Elle reproche à Syriza ses mensonges de campagne. «La vraie question n’a jamais été posée par les dirigeants du parti. Soit vous appliquez l’austérité, soit vous sortez de la zone Euro». Fataliste, elle ajoute. «La propagande fait que les Grecs ont peur de retourner au Drachme. C’est normal, nous produisons très peu. De toute manière, c’est l’Europe qui décidera ou non de notre sortie».

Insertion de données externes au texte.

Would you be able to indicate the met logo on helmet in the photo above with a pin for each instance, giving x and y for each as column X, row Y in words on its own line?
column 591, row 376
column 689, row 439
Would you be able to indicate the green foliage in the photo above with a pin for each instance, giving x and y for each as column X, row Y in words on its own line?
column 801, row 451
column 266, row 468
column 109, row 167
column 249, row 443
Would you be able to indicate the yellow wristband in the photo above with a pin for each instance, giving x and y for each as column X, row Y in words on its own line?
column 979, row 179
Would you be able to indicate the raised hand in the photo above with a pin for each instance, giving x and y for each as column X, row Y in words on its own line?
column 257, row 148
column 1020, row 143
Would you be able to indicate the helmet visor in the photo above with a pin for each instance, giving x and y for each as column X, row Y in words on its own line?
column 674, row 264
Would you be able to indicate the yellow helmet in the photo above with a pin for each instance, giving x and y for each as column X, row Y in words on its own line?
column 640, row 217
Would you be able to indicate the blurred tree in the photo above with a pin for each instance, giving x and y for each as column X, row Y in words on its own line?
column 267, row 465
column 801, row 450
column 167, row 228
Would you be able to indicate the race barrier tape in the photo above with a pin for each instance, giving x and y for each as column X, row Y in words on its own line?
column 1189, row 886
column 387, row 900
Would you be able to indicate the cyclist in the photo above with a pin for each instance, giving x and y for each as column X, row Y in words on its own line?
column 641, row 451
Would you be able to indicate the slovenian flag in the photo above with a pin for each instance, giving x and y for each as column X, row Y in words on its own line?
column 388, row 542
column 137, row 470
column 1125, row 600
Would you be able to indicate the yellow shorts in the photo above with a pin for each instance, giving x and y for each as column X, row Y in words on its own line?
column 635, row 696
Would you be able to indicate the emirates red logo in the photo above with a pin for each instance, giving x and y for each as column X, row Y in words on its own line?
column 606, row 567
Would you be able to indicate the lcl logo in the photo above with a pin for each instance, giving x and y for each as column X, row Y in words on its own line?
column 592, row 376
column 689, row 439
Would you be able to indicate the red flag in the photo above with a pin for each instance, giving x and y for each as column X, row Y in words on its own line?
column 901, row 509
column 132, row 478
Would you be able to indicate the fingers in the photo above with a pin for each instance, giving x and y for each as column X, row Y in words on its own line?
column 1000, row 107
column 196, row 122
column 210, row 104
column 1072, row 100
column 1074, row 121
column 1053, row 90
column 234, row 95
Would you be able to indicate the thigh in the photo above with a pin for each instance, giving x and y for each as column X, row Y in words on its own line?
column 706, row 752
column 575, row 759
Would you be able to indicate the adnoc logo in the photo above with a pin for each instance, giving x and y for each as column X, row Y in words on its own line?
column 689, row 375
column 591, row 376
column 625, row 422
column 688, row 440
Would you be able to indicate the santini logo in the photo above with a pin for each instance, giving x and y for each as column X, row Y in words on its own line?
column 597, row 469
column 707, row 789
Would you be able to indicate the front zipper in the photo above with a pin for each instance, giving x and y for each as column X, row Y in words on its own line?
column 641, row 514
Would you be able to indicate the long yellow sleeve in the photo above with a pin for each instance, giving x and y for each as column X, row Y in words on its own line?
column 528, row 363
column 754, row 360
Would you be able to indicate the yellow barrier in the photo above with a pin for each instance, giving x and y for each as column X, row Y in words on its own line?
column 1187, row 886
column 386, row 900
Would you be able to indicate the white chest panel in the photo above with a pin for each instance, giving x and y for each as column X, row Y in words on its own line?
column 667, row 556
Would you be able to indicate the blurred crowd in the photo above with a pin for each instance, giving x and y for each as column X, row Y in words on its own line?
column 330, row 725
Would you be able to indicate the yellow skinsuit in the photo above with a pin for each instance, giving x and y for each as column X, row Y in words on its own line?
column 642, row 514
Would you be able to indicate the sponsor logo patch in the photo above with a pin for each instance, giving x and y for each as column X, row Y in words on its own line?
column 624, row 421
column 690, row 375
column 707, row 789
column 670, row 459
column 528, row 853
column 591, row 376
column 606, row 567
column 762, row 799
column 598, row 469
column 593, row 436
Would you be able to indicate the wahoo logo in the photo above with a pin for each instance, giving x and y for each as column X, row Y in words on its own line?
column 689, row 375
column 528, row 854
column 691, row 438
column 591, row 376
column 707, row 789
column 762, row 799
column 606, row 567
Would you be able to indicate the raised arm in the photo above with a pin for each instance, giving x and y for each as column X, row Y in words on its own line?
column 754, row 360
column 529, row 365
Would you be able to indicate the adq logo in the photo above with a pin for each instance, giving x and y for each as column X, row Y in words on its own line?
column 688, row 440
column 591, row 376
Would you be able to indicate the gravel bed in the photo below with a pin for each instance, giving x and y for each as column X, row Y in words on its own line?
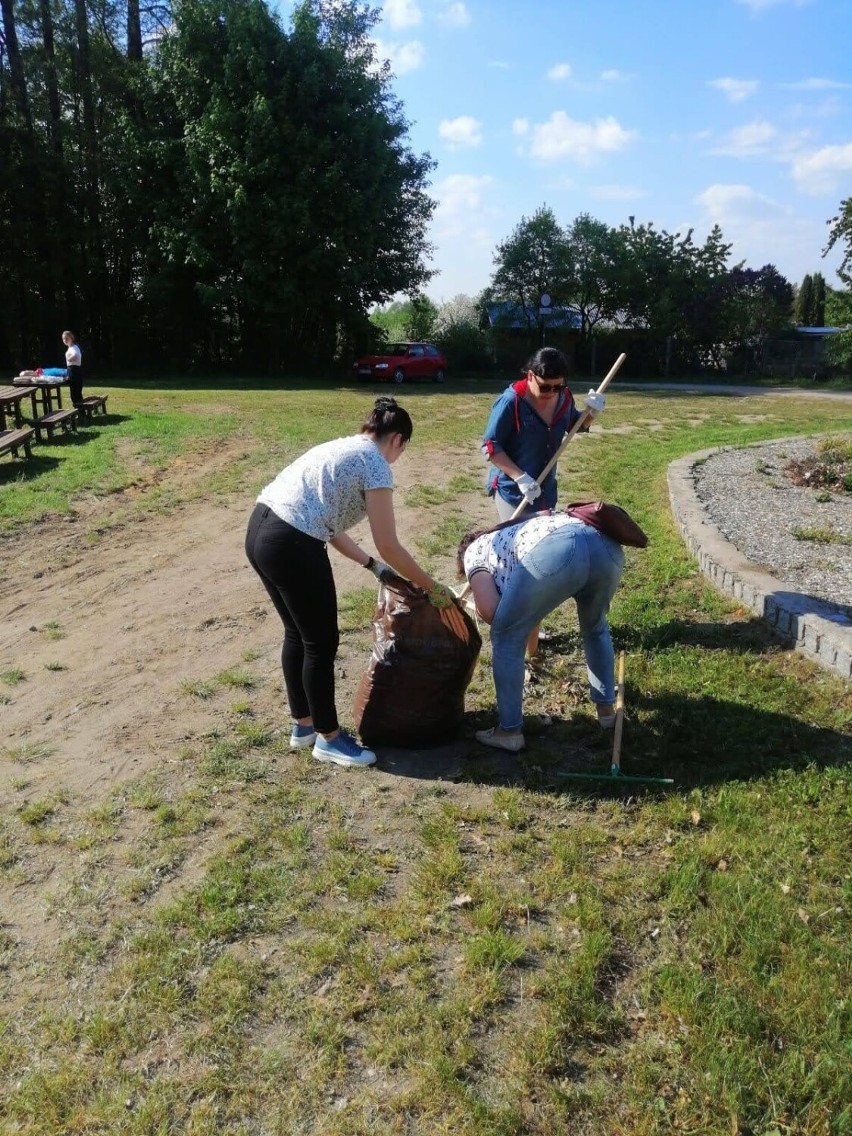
column 751, row 500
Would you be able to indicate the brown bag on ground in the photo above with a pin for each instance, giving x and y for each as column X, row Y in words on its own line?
column 412, row 692
column 610, row 519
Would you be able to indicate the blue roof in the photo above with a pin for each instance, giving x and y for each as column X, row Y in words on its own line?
column 512, row 315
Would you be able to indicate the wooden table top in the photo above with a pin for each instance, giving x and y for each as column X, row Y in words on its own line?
column 10, row 393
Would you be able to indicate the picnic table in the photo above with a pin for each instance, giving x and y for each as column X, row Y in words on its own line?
column 10, row 399
column 19, row 435
column 46, row 390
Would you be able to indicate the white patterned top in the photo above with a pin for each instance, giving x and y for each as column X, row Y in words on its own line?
column 323, row 492
column 500, row 552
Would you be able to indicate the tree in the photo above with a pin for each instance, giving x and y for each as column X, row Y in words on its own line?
column 819, row 300
column 292, row 202
column 759, row 303
column 662, row 283
column 593, row 252
column 406, row 319
column 804, row 301
column 535, row 259
column 841, row 233
column 457, row 332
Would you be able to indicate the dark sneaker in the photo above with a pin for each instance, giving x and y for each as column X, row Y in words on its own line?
column 342, row 751
column 301, row 736
column 498, row 740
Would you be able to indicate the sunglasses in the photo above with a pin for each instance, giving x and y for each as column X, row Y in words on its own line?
column 548, row 387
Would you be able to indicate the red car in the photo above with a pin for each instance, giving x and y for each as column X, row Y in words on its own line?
column 402, row 361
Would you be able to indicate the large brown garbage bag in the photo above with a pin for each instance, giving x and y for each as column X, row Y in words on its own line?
column 412, row 692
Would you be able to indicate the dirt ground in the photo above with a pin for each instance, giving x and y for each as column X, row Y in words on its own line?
column 109, row 629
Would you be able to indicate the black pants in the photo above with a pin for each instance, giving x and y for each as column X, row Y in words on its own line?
column 297, row 574
column 75, row 384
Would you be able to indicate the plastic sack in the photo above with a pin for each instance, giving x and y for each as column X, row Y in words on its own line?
column 412, row 692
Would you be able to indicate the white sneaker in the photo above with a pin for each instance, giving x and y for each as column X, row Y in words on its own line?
column 342, row 751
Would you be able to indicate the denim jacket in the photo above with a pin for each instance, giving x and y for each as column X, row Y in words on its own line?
column 516, row 428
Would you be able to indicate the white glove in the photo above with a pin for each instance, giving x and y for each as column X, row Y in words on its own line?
column 528, row 486
column 594, row 403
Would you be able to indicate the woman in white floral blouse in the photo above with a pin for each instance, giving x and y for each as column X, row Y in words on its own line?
column 309, row 504
column 518, row 573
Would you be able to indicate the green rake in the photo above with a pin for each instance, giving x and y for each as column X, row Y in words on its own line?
column 615, row 769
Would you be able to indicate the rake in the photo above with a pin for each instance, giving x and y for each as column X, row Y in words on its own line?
column 615, row 769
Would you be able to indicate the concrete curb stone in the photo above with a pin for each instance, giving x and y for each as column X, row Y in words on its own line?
column 817, row 629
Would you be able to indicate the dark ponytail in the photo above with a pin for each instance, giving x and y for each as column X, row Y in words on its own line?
column 387, row 417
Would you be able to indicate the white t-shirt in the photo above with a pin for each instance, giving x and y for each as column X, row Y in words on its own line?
column 500, row 552
column 323, row 492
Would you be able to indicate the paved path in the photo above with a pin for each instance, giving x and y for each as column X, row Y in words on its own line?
column 815, row 628
column 698, row 387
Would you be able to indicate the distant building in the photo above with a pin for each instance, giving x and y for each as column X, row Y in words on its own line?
column 509, row 316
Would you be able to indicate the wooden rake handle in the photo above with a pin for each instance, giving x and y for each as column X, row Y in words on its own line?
column 619, row 719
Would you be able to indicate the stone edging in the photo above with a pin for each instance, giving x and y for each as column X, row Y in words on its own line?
column 815, row 628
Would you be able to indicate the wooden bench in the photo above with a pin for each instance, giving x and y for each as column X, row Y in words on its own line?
column 63, row 419
column 91, row 404
column 13, row 440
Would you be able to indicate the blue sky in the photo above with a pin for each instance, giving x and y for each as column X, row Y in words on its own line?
column 683, row 113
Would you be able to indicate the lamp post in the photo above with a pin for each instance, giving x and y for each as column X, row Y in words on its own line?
column 544, row 302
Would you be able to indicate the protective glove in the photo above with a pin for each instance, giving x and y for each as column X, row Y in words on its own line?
column 377, row 567
column 528, row 486
column 594, row 403
column 451, row 617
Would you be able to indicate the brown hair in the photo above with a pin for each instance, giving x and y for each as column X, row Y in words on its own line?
column 387, row 417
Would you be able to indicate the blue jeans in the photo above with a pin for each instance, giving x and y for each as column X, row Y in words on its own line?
column 574, row 561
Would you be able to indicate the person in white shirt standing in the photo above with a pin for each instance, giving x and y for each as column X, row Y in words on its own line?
column 74, row 367
column 309, row 504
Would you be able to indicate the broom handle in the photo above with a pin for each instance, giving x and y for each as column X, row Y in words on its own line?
column 619, row 719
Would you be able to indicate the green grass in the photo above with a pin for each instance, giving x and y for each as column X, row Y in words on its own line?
column 820, row 534
column 249, row 942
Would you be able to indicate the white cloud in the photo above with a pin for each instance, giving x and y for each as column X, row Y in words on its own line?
column 737, row 90
column 560, row 72
column 750, row 140
column 761, row 231
column 618, row 192
column 464, row 131
column 762, row 5
column 566, row 138
column 464, row 231
column 454, row 15
column 403, row 57
column 740, row 202
column 400, row 14
column 817, row 84
column 823, row 170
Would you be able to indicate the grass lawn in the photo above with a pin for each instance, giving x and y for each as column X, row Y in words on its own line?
column 492, row 955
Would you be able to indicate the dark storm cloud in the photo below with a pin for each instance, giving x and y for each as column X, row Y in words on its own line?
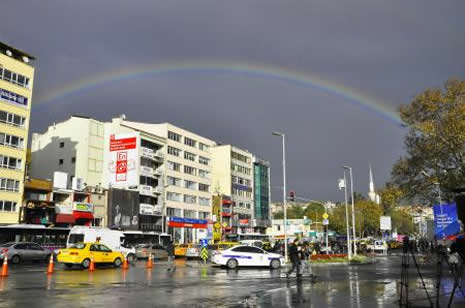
column 391, row 50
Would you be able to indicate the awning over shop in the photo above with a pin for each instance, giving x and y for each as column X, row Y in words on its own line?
column 65, row 218
column 83, row 215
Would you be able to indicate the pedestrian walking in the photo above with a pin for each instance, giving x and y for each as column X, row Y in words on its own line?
column 171, row 263
column 304, row 262
column 295, row 259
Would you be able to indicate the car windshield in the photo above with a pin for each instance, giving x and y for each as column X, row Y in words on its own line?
column 7, row 245
column 78, row 246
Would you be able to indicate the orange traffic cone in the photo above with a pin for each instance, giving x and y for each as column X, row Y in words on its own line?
column 51, row 266
column 5, row 266
column 149, row 262
column 92, row 264
column 125, row 264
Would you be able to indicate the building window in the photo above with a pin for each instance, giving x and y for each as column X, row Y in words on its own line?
column 204, row 160
column 12, row 119
column 174, row 166
column 173, row 181
column 204, row 174
column 189, row 156
column 172, row 196
column 13, row 77
column 190, row 170
column 174, row 136
column 203, row 147
column 204, row 187
column 204, row 201
column 190, row 199
column 190, row 184
column 190, row 142
column 11, row 97
column 7, row 206
column 11, row 162
column 9, row 185
column 11, row 141
column 173, row 151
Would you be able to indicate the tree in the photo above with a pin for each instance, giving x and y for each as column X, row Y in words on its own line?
column 435, row 143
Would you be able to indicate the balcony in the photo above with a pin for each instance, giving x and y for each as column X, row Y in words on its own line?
column 159, row 155
column 146, row 171
column 158, row 171
column 146, row 190
column 146, row 152
column 158, row 190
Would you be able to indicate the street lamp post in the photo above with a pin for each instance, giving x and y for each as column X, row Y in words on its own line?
column 353, row 210
column 283, row 136
column 349, row 248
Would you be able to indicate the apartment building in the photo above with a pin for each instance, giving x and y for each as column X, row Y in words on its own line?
column 233, row 175
column 16, row 83
column 74, row 146
column 188, row 184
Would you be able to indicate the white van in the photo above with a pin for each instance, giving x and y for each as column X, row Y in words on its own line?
column 114, row 239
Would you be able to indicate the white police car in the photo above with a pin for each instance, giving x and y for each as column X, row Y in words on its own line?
column 247, row 256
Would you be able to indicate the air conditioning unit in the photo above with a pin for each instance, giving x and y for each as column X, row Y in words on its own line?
column 78, row 184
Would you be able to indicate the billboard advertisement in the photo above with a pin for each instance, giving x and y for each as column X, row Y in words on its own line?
column 445, row 220
column 123, row 209
column 123, row 160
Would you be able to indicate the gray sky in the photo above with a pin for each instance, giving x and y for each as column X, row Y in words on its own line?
column 389, row 50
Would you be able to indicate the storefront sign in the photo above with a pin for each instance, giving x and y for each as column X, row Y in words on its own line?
column 180, row 222
column 83, row 207
column 63, row 209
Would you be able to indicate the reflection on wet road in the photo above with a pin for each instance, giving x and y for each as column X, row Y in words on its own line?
column 375, row 285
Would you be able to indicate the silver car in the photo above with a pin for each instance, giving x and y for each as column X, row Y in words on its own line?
column 18, row 252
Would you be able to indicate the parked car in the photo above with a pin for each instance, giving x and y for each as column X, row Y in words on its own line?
column 180, row 250
column 18, row 252
column 144, row 250
column 81, row 253
column 247, row 256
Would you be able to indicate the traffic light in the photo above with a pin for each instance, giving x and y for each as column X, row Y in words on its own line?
column 292, row 196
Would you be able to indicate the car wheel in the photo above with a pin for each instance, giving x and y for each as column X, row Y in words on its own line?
column 275, row 264
column 86, row 263
column 232, row 263
column 131, row 258
column 117, row 262
column 15, row 259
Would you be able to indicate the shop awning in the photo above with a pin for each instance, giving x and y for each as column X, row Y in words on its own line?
column 65, row 218
column 83, row 215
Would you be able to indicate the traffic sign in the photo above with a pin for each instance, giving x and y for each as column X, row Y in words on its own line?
column 204, row 253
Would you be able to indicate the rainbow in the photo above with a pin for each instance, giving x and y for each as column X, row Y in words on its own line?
column 250, row 70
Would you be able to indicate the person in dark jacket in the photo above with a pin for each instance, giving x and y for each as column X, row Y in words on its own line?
column 170, row 250
column 295, row 258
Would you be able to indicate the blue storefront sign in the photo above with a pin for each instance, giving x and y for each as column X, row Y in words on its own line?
column 445, row 220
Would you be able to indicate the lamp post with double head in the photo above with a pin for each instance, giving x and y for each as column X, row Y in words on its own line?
column 283, row 136
column 353, row 208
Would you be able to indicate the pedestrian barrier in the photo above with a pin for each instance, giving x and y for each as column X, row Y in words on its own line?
column 5, row 266
column 92, row 264
column 51, row 266
column 149, row 262
column 125, row 264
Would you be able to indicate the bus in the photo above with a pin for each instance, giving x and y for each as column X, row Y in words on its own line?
column 48, row 238
column 133, row 238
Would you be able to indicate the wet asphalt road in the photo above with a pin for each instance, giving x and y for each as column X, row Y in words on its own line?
column 375, row 285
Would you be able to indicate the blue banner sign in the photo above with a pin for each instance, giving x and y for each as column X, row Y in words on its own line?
column 445, row 220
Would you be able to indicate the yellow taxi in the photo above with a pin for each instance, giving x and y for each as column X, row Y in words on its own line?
column 81, row 253
column 180, row 250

Marianna a peur que les espoirs déçus  ne salissent «l’idée de la gauche, notamment en Espagne».

Stelios Koutelis, musicien, 29 ans. «Laissons à Syriza le temps de tenir ses promesses»

Ce musicien athénien a donné sa voix à Syriza lors des dernières élections. «Je ne le regrette pas pour l’instant. Le gouvernement travaille dans la bonne direction: trouver une solution pour résoudre le problème de la dette même s’il a sacrifié une part de sa philosophie d’origine». Il précise: «Beaucoup de promesses ont été faites pendant la campagne. Certaines ne peuvent pas être mises en œuvre immédiatement. Quand le pays aura montré des signes d’amélioration, les mesures de gauche comme l’augmentation des salaires viendront. Laissons à Syriza le temps de tenir ses promesses».

L’ancien professeur d’anglais ne s’alarme pas sur le compromis trouvé avec les partenaires européens. «Ce n’est pas vraiment un recul. Ce compromis a surtout été un problème au sein du parti». Pour les supporters de Syriza, «l’enthousiasme a évolué en une critique utile et un optimisme calme».

Et la pression mise par l’Allemagne? «Je ne crois pas à une sortie de la zone Euro. La pression allemande est davantage une technique pour sauver les apparences en Europe».